Development of a Tunable Collagen/Heparin Matrix for Investigating Mechanical Cytoskeletal Crosstalk

The cytoskeleton plays a crucial role in cellular architecture, directing both cellular shape and a variety of mechanically influenced tasks, such as cell division, sensing and adaptation, and motility. The cytoskeleton can dynamically alter its length and stiffness through sensing its environment, yielding specific cellular responses. Mechanical changes can also occur from the bottom up through changes in cytoskeletal crosslinking and motor protein activity, altering molecular-level stiffness and thus further complicating mechanochemical feedback loops. The relative influences of “top down” versus “bottom up” mechanics on cellular activity and to what extent they are integrated within cytoskeletal systems remain unclear. This inherent dynamic nature proves difficult to mimic in in vitro studies designed to probe protein interaction and function of the cytoskeleton. To understand how the local mechanical environment plays a role in cytoskeletal crosstalk, we integrated a mechanically tunable collagen/heparin matrix constructed with a layer-by-layer technique combined with actomyosin ensembles.

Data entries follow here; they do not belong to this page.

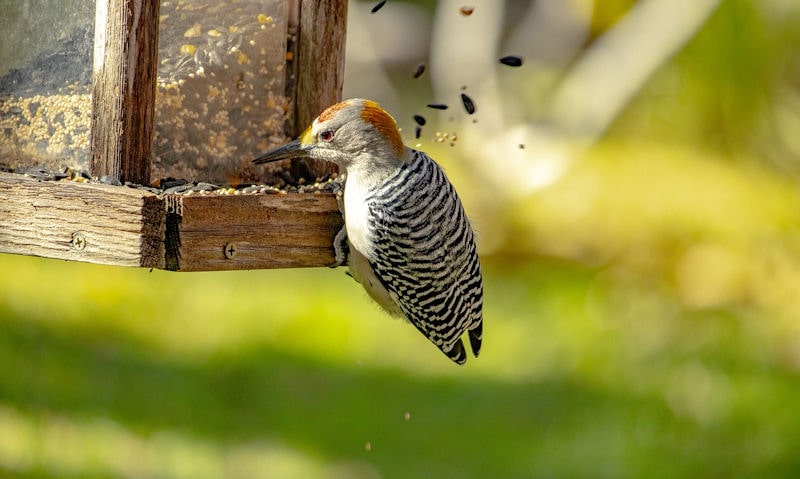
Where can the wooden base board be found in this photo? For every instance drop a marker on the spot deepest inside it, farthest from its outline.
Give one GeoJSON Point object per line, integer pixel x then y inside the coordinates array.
{"type": "Point", "coordinates": [128, 227]}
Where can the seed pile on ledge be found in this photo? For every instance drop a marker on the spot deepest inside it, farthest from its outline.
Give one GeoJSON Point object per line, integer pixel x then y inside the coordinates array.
{"type": "Point", "coordinates": [220, 89]}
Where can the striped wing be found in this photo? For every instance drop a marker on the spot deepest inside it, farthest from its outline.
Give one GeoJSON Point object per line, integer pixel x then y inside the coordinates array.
{"type": "Point", "coordinates": [425, 255]}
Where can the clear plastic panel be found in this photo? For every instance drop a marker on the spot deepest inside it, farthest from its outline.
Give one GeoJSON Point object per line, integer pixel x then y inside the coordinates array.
{"type": "Point", "coordinates": [221, 87]}
{"type": "Point", "coordinates": [46, 53]}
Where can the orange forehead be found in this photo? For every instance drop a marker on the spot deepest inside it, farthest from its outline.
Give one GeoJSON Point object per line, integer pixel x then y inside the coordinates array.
{"type": "Point", "coordinates": [384, 123]}
{"type": "Point", "coordinates": [331, 111]}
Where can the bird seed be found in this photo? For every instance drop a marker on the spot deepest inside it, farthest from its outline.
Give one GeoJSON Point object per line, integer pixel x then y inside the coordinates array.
{"type": "Point", "coordinates": [469, 105]}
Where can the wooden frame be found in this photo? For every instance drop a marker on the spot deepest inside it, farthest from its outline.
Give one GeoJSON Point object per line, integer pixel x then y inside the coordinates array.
{"type": "Point", "coordinates": [131, 227]}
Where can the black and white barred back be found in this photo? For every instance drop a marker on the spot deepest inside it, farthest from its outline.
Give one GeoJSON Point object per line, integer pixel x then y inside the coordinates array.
{"type": "Point", "coordinates": [425, 255]}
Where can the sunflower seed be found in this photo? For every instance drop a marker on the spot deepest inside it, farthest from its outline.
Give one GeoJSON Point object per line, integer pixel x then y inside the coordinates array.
{"type": "Point", "coordinates": [469, 105]}
{"type": "Point", "coordinates": [419, 70]}
{"type": "Point", "coordinates": [511, 60]}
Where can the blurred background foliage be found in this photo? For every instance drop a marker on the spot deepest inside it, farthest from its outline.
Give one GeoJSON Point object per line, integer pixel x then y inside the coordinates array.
{"type": "Point", "coordinates": [634, 186]}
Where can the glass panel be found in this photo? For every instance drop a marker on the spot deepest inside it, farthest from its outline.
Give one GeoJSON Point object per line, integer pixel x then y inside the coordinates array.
{"type": "Point", "coordinates": [46, 53]}
{"type": "Point", "coordinates": [220, 97]}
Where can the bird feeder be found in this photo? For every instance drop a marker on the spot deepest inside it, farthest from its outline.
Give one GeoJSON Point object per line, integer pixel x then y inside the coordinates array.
{"type": "Point", "coordinates": [130, 90]}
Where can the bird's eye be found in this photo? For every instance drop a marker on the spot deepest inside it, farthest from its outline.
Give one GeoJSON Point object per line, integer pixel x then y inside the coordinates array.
{"type": "Point", "coordinates": [326, 135]}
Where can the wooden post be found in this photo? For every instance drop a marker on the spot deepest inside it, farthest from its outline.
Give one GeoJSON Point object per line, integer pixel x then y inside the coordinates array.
{"type": "Point", "coordinates": [123, 88]}
{"type": "Point", "coordinates": [317, 69]}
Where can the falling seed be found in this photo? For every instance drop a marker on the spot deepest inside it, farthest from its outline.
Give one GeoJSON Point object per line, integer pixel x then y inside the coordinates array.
{"type": "Point", "coordinates": [419, 70]}
{"type": "Point", "coordinates": [469, 105]}
{"type": "Point", "coordinates": [511, 60]}
{"type": "Point", "coordinates": [378, 6]}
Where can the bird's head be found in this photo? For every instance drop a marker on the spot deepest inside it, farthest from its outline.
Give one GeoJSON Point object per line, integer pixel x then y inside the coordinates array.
{"type": "Point", "coordinates": [352, 133]}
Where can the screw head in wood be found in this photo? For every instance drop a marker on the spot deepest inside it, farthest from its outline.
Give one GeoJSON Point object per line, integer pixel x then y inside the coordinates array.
{"type": "Point", "coordinates": [78, 241]}
{"type": "Point", "coordinates": [230, 250]}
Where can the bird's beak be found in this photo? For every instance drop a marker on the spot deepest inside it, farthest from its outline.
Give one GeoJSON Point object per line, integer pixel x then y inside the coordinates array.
{"type": "Point", "coordinates": [293, 149]}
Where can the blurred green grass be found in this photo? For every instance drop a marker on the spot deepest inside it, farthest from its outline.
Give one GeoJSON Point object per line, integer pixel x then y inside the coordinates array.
{"type": "Point", "coordinates": [611, 350]}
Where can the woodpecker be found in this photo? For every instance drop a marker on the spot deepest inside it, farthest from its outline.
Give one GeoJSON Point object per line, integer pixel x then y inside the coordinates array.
{"type": "Point", "coordinates": [406, 237]}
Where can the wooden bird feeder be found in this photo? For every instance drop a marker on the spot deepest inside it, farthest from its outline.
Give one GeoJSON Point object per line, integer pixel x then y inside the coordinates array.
{"type": "Point", "coordinates": [190, 89]}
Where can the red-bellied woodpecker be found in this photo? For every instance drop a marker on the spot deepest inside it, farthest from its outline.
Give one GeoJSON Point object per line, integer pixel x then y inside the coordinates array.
{"type": "Point", "coordinates": [409, 241]}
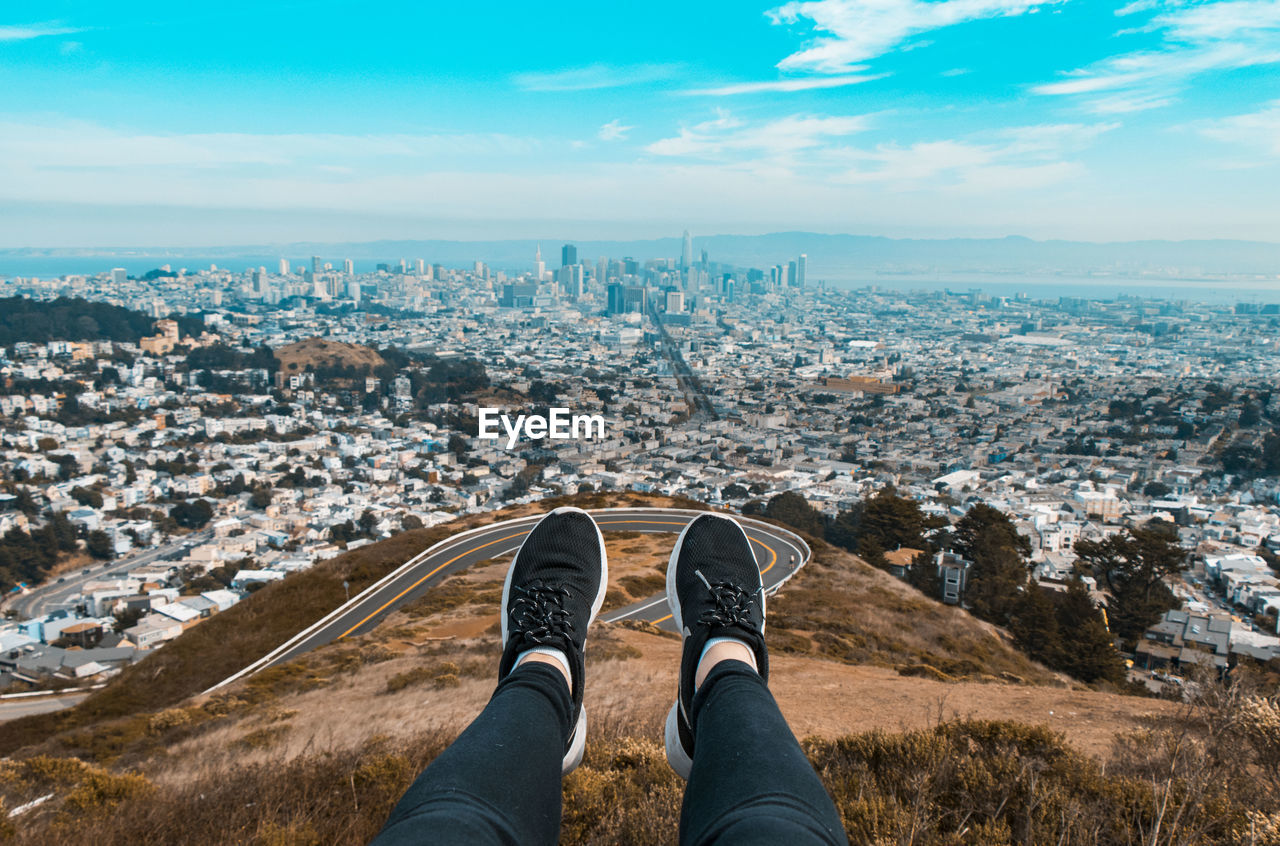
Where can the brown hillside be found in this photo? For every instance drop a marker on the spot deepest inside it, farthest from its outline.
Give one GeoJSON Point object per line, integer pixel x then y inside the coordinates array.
{"type": "Point", "coordinates": [906, 704]}
{"type": "Point", "coordinates": [319, 352]}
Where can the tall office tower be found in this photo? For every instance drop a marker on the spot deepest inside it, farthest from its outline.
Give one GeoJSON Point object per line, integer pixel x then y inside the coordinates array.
{"type": "Point", "coordinates": [615, 301]}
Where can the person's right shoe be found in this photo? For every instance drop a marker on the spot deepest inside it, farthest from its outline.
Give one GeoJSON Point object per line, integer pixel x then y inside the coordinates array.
{"type": "Point", "coordinates": [714, 590]}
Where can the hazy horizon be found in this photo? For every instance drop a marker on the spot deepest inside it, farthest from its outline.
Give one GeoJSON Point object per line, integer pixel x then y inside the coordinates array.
{"type": "Point", "coordinates": [252, 123]}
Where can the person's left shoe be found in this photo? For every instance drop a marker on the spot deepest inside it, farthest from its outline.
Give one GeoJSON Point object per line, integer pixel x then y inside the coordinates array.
{"type": "Point", "coordinates": [553, 590]}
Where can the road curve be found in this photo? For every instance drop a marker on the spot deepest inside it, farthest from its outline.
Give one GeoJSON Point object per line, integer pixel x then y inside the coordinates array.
{"type": "Point", "coordinates": [775, 548]}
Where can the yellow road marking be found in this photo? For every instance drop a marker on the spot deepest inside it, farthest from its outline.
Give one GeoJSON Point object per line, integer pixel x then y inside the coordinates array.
{"type": "Point", "coordinates": [383, 607]}
{"type": "Point", "coordinates": [606, 522]}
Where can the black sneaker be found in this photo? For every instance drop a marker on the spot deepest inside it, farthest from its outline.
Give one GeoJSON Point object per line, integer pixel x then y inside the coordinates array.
{"type": "Point", "coordinates": [553, 590]}
{"type": "Point", "coordinates": [714, 590]}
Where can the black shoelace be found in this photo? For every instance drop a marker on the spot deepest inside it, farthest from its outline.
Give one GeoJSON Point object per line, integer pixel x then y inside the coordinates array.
{"type": "Point", "coordinates": [734, 604]}
{"type": "Point", "coordinates": [539, 612]}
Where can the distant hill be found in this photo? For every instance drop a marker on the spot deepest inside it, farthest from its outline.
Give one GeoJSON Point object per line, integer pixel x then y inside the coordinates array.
{"type": "Point", "coordinates": [329, 360]}
{"type": "Point", "coordinates": [74, 319]}
{"type": "Point", "coordinates": [924, 725]}
{"type": "Point", "coordinates": [833, 256]}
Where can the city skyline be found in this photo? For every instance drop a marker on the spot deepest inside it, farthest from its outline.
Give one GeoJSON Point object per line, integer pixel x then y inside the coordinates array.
{"type": "Point", "coordinates": [1070, 119]}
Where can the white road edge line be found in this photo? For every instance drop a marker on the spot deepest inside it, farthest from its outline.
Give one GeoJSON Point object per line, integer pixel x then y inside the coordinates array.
{"type": "Point", "coordinates": [795, 542]}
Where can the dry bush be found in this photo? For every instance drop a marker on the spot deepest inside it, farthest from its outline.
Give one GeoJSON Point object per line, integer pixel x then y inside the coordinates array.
{"type": "Point", "coordinates": [842, 609]}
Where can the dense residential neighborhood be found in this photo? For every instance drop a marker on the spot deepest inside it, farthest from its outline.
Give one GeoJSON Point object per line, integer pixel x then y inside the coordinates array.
{"type": "Point", "coordinates": [264, 421]}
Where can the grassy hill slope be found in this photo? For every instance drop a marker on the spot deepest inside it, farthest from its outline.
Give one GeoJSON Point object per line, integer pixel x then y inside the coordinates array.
{"type": "Point", "coordinates": [906, 703]}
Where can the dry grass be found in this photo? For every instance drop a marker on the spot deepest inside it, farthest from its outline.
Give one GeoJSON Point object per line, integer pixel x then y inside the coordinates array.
{"type": "Point", "coordinates": [841, 608]}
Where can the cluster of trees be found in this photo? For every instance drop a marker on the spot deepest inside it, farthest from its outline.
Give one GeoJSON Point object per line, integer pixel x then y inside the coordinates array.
{"type": "Point", "coordinates": [74, 319]}
{"type": "Point", "coordinates": [353, 530]}
{"type": "Point", "coordinates": [192, 515]}
{"type": "Point", "coordinates": [28, 557]}
{"type": "Point", "coordinates": [1064, 630]}
{"type": "Point", "coordinates": [222, 357]}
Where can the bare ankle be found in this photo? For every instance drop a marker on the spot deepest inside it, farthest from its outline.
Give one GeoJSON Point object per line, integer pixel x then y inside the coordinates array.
{"type": "Point", "coordinates": [723, 650]}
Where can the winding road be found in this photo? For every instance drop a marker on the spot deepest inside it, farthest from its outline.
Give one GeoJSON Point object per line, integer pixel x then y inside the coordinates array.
{"type": "Point", "coordinates": [778, 552]}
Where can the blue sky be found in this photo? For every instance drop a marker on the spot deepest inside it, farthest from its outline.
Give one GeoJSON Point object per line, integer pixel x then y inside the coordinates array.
{"type": "Point", "coordinates": [265, 122]}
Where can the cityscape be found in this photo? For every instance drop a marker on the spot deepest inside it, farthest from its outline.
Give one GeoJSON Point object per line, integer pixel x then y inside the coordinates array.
{"type": "Point", "coordinates": [273, 417]}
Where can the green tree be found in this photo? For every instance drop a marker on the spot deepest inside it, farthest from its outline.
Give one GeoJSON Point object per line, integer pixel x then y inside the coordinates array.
{"type": "Point", "coordinates": [988, 538]}
{"type": "Point", "coordinates": [1133, 567]}
{"type": "Point", "coordinates": [1036, 629]}
{"type": "Point", "coordinates": [1092, 654]}
{"type": "Point", "coordinates": [792, 510]}
{"type": "Point", "coordinates": [261, 497]}
{"type": "Point", "coordinates": [99, 544]}
{"type": "Point", "coordinates": [192, 515]}
{"type": "Point", "coordinates": [895, 521]}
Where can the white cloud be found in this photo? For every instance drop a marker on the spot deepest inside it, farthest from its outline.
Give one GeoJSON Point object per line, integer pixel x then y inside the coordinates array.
{"type": "Point", "coordinates": [35, 31]}
{"type": "Point", "coordinates": [595, 76]}
{"type": "Point", "coordinates": [1258, 129]}
{"type": "Point", "coordinates": [1197, 39]}
{"type": "Point", "coordinates": [786, 85]}
{"type": "Point", "coordinates": [862, 30]}
{"type": "Point", "coordinates": [613, 131]}
{"type": "Point", "coordinates": [1013, 159]}
{"type": "Point", "coordinates": [77, 146]}
{"type": "Point", "coordinates": [1137, 5]}
{"type": "Point", "coordinates": [727, 136]}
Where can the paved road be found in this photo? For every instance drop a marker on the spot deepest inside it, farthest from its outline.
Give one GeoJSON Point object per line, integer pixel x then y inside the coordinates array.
{"type": "Point", "coordinates": [778, 552]}
{"type": "Point", "coordinates": [16, 708]}
{"type": "Point", "coordinates": [59, 594]}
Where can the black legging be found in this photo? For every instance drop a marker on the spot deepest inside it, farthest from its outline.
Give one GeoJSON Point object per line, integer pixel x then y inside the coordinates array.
{"type": "Point", "coordinates": [499, 781]}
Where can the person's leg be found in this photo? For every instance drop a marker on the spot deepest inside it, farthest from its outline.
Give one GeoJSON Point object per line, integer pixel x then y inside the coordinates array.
{"type": "Point", "coordinates": [499, 781]}
{"type": "Point", "coordinates": [749, 781]}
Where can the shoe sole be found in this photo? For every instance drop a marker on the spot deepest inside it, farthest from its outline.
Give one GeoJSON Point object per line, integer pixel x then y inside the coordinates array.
{"type": "Point", "coordinates": [677, 758]}
{"type": "Point", "coordinates": [577, 745]}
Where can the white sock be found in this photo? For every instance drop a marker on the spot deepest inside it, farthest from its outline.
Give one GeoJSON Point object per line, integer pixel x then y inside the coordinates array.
{"type": "Point", "coordinates": [561, 658]}
{"type": "Point", "coordinates": [728, 640]}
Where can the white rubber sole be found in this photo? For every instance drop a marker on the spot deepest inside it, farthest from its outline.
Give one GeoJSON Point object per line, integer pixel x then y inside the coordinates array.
{"type": "Point", "coordinates": [676, 755]}
{"type": "Point", "coordinates": [577, 744]}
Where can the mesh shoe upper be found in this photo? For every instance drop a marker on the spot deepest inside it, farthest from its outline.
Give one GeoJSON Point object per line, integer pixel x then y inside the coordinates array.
{"type": "Point", "coordinates": [553, 589]}
{"type": "Point", "coordinates": [714, 589]}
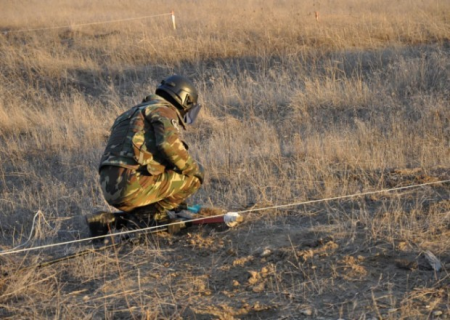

The layers are characterized using a quartz crystal microbalance with dissipation monitoring (QCM-D), which can detect nanoscale changes in mass and viscoelastic properties. Using the QCM-D, we were able to show increases in thickness and viscoelasticity of the matrix with an increasing number of collagen/heparin bilayers. We have also demonstrated that actin will stably bind the matrix at multiple layer depths. The presence of these layers will mimic different cytoskeletal environment stiffnesses and be coupled with actomyosin ensembles to understand how changing the system-level mechanical environment will alter force generation dynamics of myosin II using optical trapping. Preliminary bundle experiments suggest that the presence of the collagen/heparin bilayers improves the stability of actin filaments and the rate of photobleaching seen on the microscope. This approach allows us to investigate the biophysical crosstalk mechanisms of actomyosin ensembles and elucidate the sensory force feedback loops that ultimately scale and influence large-scale cellular tasks.